Event-related oscillations [EROs]: rapid bursts of high-frequency EEG, related to stages of information processing in the brain. With a high density of sensors placed on the scalp, algorithms can be employed which infer the position and orientation of the brain sources of electrical activity for the particular pattern of scalp surface electrical activity. HD-ERP and related methods are an excellent way to study brain functions even in very young babies. However, while they offer excellent time resolution (milliseconds), it is difficult to obtain anything other than coarse spatial resolution.

“fMRI”: method that has far greater spatial resolution, albeit at the expense of temporal resolution. As different regions of the brain are activated, the cells in that area require oxygen delivered through networks of tiny blood vessels. Oxygen is transported in the blood by a molecule called hemoglobin, and when a brain region is active it calls for more oxygen resulting in a localized increase in oxygenated hemoglobin and a decrease in deoxygenated hemoglobin. The change in the blood oxygen level dependent (BOLD) response is detected by MRI, thus allowing the non-invasive measurement of cerebral blood oxygen levels in the different parts of the brain with a spatial resolution on the order of millimeters and a time resolution of several seconds. This technique is now routinely being applied to children from 6 or 7 years old in several laboratories. However, it remains technically challenging to use this method with children younger than this age (it is possible with babies, sleeping).

“Near Infra-Red Spectroscopy (NIRS)”: a form of optical imaging that depends on measuring minute changes in the absorption and scatter or bending of weak light beams as they pass through the skull and brain. Tiny light emitters and detectors are embedded within a cap and carefully placed on the child’s head. Like fMRI, changes in blood oxygenation due to brain activity can be detected with this method, but NIRS is less sensitive to motion artifacts and does not require confinement in a scanner.
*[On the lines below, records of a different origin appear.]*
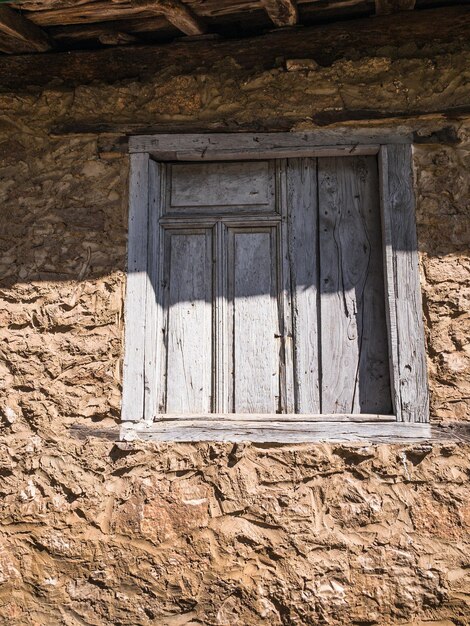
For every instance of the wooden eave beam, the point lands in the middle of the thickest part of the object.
(178, 14)
(386, 7)
(14, 25)
(281, 12)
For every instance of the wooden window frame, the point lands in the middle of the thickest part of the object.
(405, 329)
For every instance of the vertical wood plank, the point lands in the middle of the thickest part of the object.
(189, 322)
(287, 378)
(221, 338)
(154, 298)
(355, 371)
(303, 252)
(401, 258)
(254, 324)
(133, 375)
(374, 371)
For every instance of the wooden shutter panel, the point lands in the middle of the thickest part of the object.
(302, 203)
(354, 354)
(404, 307)
(187, 329)
(253, 330)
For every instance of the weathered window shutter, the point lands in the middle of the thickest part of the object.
(274, 287)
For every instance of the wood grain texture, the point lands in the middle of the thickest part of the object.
(386, 7)
(224, 186)
(280, 432)
(231, 146)
(188, 305)
(254, 331)
(281, 12)
(137, 289)
(302, 204)
(354, 360)
(20, 28)
(402, 264)
(153, 308)
(178, 14)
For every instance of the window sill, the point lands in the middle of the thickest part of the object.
(278, 429)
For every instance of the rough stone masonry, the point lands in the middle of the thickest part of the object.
(101, 533)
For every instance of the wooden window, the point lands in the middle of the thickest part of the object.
(273, 293)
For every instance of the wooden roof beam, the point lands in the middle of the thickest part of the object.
(386, 7)
(178, 14)
(281, 12)
(17, 27)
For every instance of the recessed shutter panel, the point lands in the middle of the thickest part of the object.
(188, 327)
(253, 309)
(354, 356)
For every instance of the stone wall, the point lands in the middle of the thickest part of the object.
(98, 532)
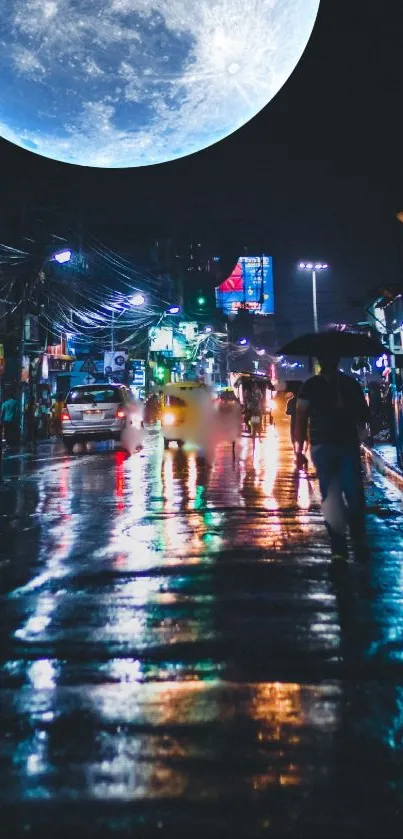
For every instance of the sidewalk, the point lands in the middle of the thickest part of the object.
(384, 458)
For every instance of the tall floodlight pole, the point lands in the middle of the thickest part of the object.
(313, 269)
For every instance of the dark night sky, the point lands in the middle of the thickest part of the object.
(317, 174)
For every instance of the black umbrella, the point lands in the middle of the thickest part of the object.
(341, 344)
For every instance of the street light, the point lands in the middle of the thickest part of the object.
(62, 256)
(313, 268)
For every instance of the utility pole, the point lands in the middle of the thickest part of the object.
(21, 362)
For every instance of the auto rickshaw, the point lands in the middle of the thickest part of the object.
(181, 411)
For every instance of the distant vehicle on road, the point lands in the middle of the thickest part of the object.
(183, 412)
(97, 412)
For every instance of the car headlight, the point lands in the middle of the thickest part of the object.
(136, 421)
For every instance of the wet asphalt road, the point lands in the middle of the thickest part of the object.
(179, 658)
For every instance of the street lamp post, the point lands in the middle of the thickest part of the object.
(313, 268)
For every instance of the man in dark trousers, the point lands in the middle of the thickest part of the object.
(334, 407)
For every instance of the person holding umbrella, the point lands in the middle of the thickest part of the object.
(334, 408)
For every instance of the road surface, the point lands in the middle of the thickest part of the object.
(179, 658)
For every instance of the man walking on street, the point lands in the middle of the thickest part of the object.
(9, 420)
(334, 407)
(32, 419)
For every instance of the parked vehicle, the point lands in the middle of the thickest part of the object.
(96, 412)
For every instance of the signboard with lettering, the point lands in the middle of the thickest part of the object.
(249, 287)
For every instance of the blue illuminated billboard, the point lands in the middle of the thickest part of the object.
(249, 287)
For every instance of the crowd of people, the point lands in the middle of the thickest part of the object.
(42, 419)
(327, 414)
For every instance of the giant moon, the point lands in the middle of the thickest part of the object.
(121, 83)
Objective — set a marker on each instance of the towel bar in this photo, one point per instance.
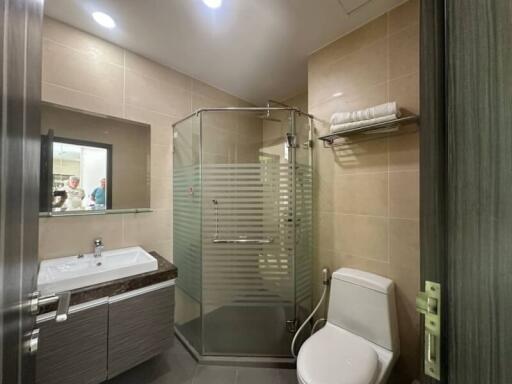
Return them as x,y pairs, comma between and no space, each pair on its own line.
267,240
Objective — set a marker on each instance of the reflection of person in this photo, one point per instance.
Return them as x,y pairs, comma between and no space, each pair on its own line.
75,194
98,195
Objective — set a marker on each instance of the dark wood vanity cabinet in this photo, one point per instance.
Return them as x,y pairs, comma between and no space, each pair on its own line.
74,351
104,338
139,328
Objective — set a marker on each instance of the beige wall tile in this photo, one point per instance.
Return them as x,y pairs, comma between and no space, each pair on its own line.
404,194
404,244
83,72
375,190
361,236
404,151
404,51
361,154
161,161
147,228
155,71
98,78
364,68
404,15
324,230
205,90
362,193
404,90
73,38
74,99
351,42
68,236
156,95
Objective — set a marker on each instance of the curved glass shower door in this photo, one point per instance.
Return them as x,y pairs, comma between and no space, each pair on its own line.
250,279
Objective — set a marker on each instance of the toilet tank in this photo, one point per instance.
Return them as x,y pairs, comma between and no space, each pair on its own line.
364,304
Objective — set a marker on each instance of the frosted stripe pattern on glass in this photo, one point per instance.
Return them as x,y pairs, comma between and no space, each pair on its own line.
256,201
187,228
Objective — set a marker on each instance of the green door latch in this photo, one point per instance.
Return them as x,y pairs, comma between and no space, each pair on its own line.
428,303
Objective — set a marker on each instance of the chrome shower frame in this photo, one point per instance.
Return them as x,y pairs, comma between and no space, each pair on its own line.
291,143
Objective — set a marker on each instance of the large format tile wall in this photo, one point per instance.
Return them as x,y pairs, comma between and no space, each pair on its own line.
367,189
84,72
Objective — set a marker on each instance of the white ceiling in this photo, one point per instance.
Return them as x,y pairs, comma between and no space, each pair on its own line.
252,49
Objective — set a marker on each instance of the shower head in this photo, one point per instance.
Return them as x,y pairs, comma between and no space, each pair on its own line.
268,117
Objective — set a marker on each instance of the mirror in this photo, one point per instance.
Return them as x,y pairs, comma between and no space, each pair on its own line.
92,163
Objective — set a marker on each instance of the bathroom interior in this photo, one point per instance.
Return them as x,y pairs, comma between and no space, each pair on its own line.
229,193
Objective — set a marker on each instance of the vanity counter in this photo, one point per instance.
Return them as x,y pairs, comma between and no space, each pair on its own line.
165,271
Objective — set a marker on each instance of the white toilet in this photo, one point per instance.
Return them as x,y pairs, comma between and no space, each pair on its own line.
359,344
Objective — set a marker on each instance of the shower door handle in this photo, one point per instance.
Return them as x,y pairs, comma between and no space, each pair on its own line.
267,240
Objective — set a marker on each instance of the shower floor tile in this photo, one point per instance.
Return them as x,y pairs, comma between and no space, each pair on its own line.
177,366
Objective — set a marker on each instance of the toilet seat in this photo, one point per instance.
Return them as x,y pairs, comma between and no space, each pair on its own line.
335,356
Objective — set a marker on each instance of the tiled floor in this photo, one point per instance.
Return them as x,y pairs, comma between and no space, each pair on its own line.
177,367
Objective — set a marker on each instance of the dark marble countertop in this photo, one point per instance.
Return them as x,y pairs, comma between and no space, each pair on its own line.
166,271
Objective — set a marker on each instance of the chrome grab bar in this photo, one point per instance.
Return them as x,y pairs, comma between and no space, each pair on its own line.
267,240
62,299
Therefore, NIRS potentially provides an excellent alternative to fMRI for use with infants and toddlers. Indeed, the relatively thin skull of very young children means that light passes through more easily, and thus better optical signals are usually obtained.

Observing brain structure in development

The traditional neuroanatomical methods applied to post-mortem human or animal brains have provided valuable insights into the structural development of the brain. However, these methods are limited in their ability to inform about the dynamic and functional aspects of brain development in living humans, especially in early childhood when rapid changes occur.